RFC 822: Lexical Analysis of Messages
Topic Last Modified: 2006-06-11
A message consists of header fields and, optionally, a body. The body is simply a sequence of lines containing ASCII characters. It is separated from the headers by a null line, that is, a line with nothing preceding the carriage return/line feed (CR/LF).
About Header Fields
Each header field is a single line of ASCII characters, and it contains a field name and a field body. A header field can be viewed as being composed of a field name, followed by a colon (:), followed by a field body, and terminated by a CR/LF.
Wrapping Field Bodies
The field-body portion of a header can be wrapped into a multiple-line representation. The general rule is that wherever there is linear-white-space (not simply LWSP-characters), a CR/LF immediately followed by at least one LWSP-character can instead be inserted.
This word-wrap capability is referred to in RFC 822 as "folding," and the process of moving from the multiple-line representation of a header field to its single-line representation is called "unfolding." Unfolding is accomplished by regarding a CR/LF immediately followed by an LWSP-character as equivalent to the LWSP-character alone.
Structure of Header Fields
The name of a header field must be composed of printable ASCII characters (characters with ASCII values between decimal 33 and 126, except colons). The header field body can be composed of any ASCII characters except CR or LF. (While CR and/or LF can be present in the actual text, they are removed when the field is unfolded.)
Certain header field bodies such as those for dates and addresses have internal structure. Others, such as "Subject" and "Comments", are regarded simply as strings of text, and are defined as <text>.

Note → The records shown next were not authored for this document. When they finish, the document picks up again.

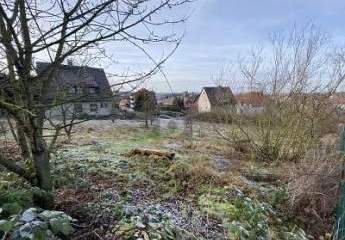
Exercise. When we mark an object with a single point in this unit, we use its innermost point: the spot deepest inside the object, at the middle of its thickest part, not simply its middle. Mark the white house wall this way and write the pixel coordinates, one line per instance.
(204, 104)
(56, 112)
(247, 109)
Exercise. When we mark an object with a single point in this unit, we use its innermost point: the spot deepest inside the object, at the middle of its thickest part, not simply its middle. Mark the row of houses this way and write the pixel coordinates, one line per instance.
(208, 100)
(91, 93)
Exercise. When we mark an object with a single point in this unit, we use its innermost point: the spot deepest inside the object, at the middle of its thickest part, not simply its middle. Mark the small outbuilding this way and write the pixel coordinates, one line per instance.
(215, 98)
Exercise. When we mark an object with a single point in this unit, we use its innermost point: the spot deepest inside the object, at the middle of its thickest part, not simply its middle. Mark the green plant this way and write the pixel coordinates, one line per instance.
(245, 218)
(37, 224)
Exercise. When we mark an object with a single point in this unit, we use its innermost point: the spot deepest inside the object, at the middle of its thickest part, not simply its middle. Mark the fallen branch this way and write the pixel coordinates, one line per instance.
(260, 177)
(147, 152)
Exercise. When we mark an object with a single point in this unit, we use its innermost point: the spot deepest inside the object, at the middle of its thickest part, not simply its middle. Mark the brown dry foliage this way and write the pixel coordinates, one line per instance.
(313, 192)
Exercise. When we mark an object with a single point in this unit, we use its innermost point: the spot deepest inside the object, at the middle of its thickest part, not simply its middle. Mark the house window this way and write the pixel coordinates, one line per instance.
(78, 108)
(36, 98)
(93, 107)
(92, 90)
(104, 105)
(73, 90)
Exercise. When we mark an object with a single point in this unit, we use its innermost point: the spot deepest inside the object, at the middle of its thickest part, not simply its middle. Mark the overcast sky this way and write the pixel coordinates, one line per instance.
(218, 31)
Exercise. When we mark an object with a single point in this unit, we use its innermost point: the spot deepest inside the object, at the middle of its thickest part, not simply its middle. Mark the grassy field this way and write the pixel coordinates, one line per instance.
(208, 191)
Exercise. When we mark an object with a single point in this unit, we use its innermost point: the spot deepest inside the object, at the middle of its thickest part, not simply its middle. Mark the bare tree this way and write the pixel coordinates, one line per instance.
(57, 30)
(298, 74)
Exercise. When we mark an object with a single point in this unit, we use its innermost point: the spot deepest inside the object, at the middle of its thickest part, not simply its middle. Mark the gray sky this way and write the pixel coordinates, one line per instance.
(218, 31)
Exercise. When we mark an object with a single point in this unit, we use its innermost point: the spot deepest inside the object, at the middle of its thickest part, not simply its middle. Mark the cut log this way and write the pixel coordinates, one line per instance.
(260, 177)
(147, 152)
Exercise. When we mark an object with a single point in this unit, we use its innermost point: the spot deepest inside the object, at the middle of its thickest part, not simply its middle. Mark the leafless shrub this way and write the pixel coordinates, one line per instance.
(297, 76)
(313, 191)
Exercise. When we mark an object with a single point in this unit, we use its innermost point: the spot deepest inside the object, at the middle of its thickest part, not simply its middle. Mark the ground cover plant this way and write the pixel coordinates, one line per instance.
(206, 192)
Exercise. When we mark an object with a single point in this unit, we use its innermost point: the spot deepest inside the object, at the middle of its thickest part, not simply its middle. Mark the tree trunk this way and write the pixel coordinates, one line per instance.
(22, 142)
(44, 199)
(41, 158)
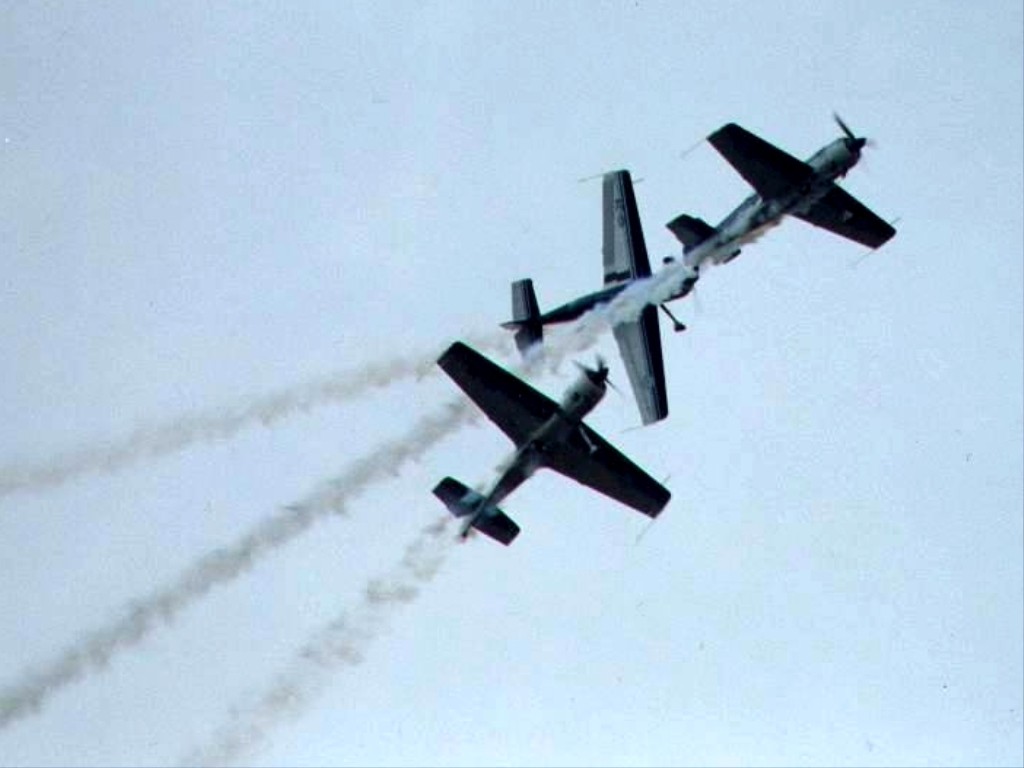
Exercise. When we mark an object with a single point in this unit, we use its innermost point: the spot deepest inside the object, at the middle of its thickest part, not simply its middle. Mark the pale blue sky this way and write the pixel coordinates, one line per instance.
(206, 203)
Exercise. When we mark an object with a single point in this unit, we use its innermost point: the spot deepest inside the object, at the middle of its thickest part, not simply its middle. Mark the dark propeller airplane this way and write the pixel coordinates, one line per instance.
(783, 185)
(546, 434)
(626, 261)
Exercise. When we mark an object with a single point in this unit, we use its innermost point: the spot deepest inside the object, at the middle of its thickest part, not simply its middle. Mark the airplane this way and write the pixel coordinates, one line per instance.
(626, 261)
(783, 185)
(546, 434)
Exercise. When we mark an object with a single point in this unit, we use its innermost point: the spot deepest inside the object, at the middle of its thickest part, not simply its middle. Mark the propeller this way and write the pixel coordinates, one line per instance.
(854, 142)
(599, 375)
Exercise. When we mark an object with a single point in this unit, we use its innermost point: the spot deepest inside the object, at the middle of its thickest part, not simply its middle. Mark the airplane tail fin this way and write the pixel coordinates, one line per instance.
(525, 315)
(464, 502)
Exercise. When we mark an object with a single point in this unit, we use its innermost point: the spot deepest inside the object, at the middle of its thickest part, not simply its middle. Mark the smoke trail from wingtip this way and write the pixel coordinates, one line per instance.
(93, 651)
(344, 642)
(177, 434)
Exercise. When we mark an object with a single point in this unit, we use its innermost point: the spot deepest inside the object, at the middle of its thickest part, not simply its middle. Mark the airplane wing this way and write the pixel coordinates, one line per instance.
(624, 249)
(842, 213)
(769, 170)
(590, 460)
(626, 258)
(640, 345)
(515, 407)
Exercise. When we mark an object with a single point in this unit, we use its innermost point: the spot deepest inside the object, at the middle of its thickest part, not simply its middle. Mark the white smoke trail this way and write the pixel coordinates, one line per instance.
(93, 651)
(344, 642)
(177, 434)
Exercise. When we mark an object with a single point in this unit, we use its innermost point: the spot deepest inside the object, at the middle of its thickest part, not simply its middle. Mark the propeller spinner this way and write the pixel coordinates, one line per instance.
(856, 143)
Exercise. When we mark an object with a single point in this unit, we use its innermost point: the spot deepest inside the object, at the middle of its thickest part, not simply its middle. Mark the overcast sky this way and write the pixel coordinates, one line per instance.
(207, 205)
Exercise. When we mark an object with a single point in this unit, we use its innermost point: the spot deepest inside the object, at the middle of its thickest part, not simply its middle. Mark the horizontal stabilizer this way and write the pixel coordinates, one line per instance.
(690, 230)
(525, 315)
(463, 502)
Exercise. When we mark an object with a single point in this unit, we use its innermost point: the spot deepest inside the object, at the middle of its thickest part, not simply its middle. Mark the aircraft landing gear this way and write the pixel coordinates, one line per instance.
(676, 325)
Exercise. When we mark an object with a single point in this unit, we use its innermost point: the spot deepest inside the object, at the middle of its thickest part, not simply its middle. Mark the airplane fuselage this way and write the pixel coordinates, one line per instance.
(578, 307)
(580, 399)
(756, 215)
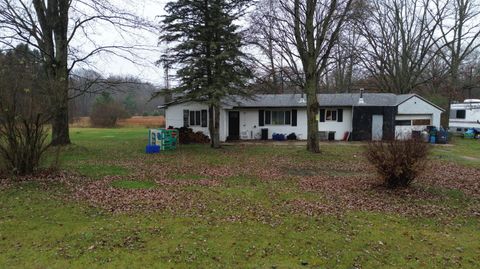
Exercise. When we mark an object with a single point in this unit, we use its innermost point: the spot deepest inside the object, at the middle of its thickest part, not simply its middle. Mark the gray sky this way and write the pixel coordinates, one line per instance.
(142, 66)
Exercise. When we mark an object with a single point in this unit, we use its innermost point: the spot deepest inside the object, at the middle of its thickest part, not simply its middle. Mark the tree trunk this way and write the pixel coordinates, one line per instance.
(216, 129)
(312, 113)
(60, 127)
(211, 124)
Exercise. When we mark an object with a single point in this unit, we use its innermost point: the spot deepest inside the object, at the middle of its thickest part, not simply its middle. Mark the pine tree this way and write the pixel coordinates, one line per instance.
(207, 50)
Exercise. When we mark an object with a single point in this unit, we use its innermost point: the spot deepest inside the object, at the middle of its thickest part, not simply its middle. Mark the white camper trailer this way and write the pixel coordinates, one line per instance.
(464, 116)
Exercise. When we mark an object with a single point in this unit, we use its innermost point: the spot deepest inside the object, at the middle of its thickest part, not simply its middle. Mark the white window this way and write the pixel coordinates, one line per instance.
(278, 117)
(331, 115)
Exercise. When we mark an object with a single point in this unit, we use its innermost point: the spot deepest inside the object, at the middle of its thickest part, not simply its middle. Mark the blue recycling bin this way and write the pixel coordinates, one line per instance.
(151, 149)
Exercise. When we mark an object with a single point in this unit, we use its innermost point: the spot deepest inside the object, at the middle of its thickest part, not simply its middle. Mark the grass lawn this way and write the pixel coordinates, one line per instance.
(241, 206)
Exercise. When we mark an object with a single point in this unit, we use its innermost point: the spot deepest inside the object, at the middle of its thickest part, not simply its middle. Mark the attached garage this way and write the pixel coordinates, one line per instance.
(415, 114)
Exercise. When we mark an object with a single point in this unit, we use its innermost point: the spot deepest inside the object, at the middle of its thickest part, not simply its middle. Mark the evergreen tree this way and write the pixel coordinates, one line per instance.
(207, 52)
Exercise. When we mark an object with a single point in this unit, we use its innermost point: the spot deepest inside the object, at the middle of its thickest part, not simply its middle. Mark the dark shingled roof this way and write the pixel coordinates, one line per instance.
(326, 100)
(338, 99)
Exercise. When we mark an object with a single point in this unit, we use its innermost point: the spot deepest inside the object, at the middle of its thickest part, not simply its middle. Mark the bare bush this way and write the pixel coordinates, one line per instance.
(398, 162)
(22, 116)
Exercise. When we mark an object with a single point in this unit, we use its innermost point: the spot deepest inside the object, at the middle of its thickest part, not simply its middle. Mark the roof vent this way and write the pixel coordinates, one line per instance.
(302, 100)
(360, 100)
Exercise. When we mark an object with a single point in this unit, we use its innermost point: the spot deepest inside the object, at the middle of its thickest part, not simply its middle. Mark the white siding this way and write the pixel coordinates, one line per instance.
(174, 115)
(338, 127)
(250, 128)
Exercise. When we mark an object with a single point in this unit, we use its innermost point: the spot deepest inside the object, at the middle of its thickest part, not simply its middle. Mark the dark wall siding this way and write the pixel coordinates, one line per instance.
(362, 122)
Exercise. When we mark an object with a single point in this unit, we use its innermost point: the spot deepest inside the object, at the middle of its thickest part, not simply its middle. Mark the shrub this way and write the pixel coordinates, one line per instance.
(398, 162)
(22, 143)
(24, 112)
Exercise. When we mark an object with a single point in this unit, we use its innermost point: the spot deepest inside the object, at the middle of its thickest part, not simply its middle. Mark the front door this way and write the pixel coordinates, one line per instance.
(233, 125)
(377, 127)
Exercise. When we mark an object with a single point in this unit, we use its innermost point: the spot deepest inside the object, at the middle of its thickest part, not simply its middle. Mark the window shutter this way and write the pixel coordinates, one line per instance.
(287, 117)
(322, 115)
(192, 118)
(261, 118)
(294, 117)
(340, 115)
(186, 113)
(198, 118)
(268, 117)
(204, 118)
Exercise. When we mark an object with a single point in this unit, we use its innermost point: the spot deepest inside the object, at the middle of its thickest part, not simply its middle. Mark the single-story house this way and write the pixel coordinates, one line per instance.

The Structure of Header Field Bodies
In RFC 822, this section describes the structure of fields used for headers. It is assumed that "lexical analyzer" code exists to interpret the bodies of header fields, and that those header fields consist of the following lexical symbols:
- Individual special characters
- Quoted-strings
- Domain-literals
- Comments
- Atoms
The usage rules for the elements and structure of header fields are supported in this section by an example.
Header Field Definitions
This section lists the syntax rules for header field names and header field bodies, for the purpose of detecting fields within messages.
Lexical Tokens
The rules in this section define a "lexical analyzer," which feeds tokens to higher-level parsers. For example:
CHAR = <any ASCII character>
DIGIT = <any ASCII decimal digit>
LWSP-char = SPACE / HTAB
linear-white-space = 1*([CRLF] LWSP-char)
atom = 1*<any CHAR except specials, SPACE and CTLs>
comment = "(" *(ctext / quoted-pair / comment) ")"
word = atom / quoted-string
The Clarifications section gives more detail regarding quoting, white space, comments, and case-sensitivity.